Leaders of health care organizations need to support clinicians treating patients with COVID-19, by ensuring staff get what they need to care for patients, being visible to answer questions, and listening to staff concerns, especially during times of high stress and high patient volume. Staff should be allowed to debrief during times of high stress; organizations should ensure that a support program to assist with this is in place. Staff should also be given frequent breaks and be allowed to step away from the high-stress environment. Experts from the American Psychological Association suggest that staff be offered training on wellness and resilience techniques, including mindfulness, relaxation, and cognitive behavioral therapy–based healthy thinking.9 Organizations and health care workers must recognize the symptoms of stress and address them early. Health care workers need to be encouraged to communicate their distress and seek help from professionals in the organization through support and employee assistance programs.
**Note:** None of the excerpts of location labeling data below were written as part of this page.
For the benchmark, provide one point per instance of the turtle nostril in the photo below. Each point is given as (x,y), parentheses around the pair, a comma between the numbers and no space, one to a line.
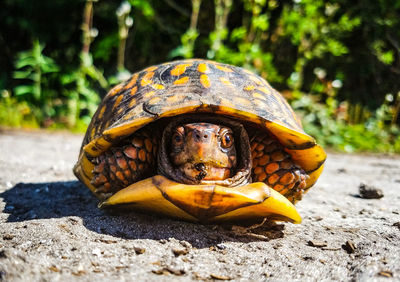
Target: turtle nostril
(200,167)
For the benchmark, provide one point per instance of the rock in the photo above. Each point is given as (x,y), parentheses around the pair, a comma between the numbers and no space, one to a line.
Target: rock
(317,244)
(369,192)
(349,247)
(179,251)
(139,250)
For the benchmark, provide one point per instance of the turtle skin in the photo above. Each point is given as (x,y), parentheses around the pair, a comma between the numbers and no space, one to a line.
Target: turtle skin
(121,142)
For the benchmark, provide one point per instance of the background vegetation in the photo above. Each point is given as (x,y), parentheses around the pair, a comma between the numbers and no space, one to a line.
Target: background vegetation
(337,62)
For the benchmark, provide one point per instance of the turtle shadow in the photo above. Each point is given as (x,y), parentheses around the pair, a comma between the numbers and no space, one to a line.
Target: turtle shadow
(33,201)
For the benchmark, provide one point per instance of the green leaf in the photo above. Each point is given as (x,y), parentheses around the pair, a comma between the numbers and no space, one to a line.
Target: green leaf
(23,90)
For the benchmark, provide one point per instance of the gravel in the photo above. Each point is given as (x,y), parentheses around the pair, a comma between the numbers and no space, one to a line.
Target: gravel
(51,228)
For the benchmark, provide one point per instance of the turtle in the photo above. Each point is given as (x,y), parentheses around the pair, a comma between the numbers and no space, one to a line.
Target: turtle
(201,141)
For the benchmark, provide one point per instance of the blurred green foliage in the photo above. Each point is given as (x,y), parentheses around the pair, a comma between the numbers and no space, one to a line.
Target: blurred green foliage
(337,62)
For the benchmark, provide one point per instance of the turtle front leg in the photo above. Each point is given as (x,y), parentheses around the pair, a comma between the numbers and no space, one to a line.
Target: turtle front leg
(125,163)
(275,167)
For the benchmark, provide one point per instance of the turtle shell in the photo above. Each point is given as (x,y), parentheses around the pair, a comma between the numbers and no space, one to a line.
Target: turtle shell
(190,87)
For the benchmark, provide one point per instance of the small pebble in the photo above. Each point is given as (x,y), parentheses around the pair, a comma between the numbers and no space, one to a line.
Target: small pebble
(221,246)
(96,252)
(386,273)
(178,251)
(369,192)
(139,250)
(397,224)
(349,247)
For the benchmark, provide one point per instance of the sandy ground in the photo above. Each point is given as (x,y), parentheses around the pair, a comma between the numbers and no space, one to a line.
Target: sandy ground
(51,228)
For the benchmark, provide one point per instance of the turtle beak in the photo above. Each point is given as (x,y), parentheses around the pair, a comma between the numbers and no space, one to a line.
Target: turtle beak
(205,203)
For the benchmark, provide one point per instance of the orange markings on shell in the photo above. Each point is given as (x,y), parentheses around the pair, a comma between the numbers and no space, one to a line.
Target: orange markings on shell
(137,142)
(142,155)
(263,160)
(149,94)
(249,87)
(258,170)
(93,132)
(133,165)
(182,80)
(225,81)
(271,168)
(131,104)
(101,113)
(179,69)
(115,90)
(117,101)
(132,81)
(243,102)
(131,152)
(122,163)
(205,81)
(148,144)
(273,179)
(154,100)
(173,99)
(152,68)
(225,69)
(202,68)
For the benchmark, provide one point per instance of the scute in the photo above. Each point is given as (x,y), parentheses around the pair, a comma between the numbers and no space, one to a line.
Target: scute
(196,86)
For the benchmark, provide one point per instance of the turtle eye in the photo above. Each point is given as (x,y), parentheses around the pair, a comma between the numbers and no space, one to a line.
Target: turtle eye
(226,139)
(177,138)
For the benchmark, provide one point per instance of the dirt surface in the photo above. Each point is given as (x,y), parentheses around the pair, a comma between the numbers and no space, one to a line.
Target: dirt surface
(51,228)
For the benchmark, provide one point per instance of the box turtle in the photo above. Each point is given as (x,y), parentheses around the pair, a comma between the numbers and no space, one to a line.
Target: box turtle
(201,141)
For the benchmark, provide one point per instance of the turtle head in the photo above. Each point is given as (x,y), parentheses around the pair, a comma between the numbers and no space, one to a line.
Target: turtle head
(203,151)
(199,149)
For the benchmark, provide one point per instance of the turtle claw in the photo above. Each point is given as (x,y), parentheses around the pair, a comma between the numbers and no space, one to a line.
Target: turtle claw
(205,203)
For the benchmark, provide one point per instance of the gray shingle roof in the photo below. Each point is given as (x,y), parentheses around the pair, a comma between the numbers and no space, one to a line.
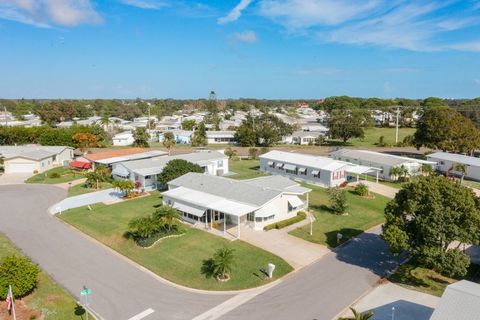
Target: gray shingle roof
(226,188)
(460,301)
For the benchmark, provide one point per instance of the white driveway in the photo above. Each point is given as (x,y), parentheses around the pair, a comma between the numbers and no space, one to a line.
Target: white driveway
(105,196)
(14,178)
(406,304)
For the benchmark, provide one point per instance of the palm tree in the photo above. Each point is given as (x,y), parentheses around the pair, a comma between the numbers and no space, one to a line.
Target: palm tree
(223,261)
(358,316)
(168,140)
(460,167)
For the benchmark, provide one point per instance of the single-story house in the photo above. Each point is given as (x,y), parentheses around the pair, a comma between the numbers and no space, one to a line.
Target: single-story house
(34,158)
(313,169)
(123,139)
(460,301)
(216,137)
(384,162)
(147,170)
(111,157)
(445,161)
(255,203)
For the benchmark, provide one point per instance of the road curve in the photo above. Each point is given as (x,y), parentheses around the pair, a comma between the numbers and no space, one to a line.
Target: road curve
(119,289)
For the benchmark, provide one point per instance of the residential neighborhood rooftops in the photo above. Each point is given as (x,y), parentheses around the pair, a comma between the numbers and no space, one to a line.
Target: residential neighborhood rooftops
(155,165)
(460,158)
(460,301)
(304,159)
(238,191)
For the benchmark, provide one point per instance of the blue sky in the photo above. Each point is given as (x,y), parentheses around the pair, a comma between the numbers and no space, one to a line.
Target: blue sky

These are unique times and abnormal circumstances for health care workers. The American Association of Critical-Care Nurses has a position statement, Moral Distress in Times of Crisis, which lists suggestions for health care institutions. Recommendations include providing adequate supplies and equipment for staff protection, establishing evidence-based policies for allocation of scarce resources, ensuring administrators are accessible, providing tools to help clinicians recognize moral distress, and offering critical stress debriefings and protocols for end-of-life care, to name a few.11 Caregiver wellness must be a priority in order to avoid burnout and, even worse, posttraumatic stress disorder in the future.
The author declares no conflicts of interest.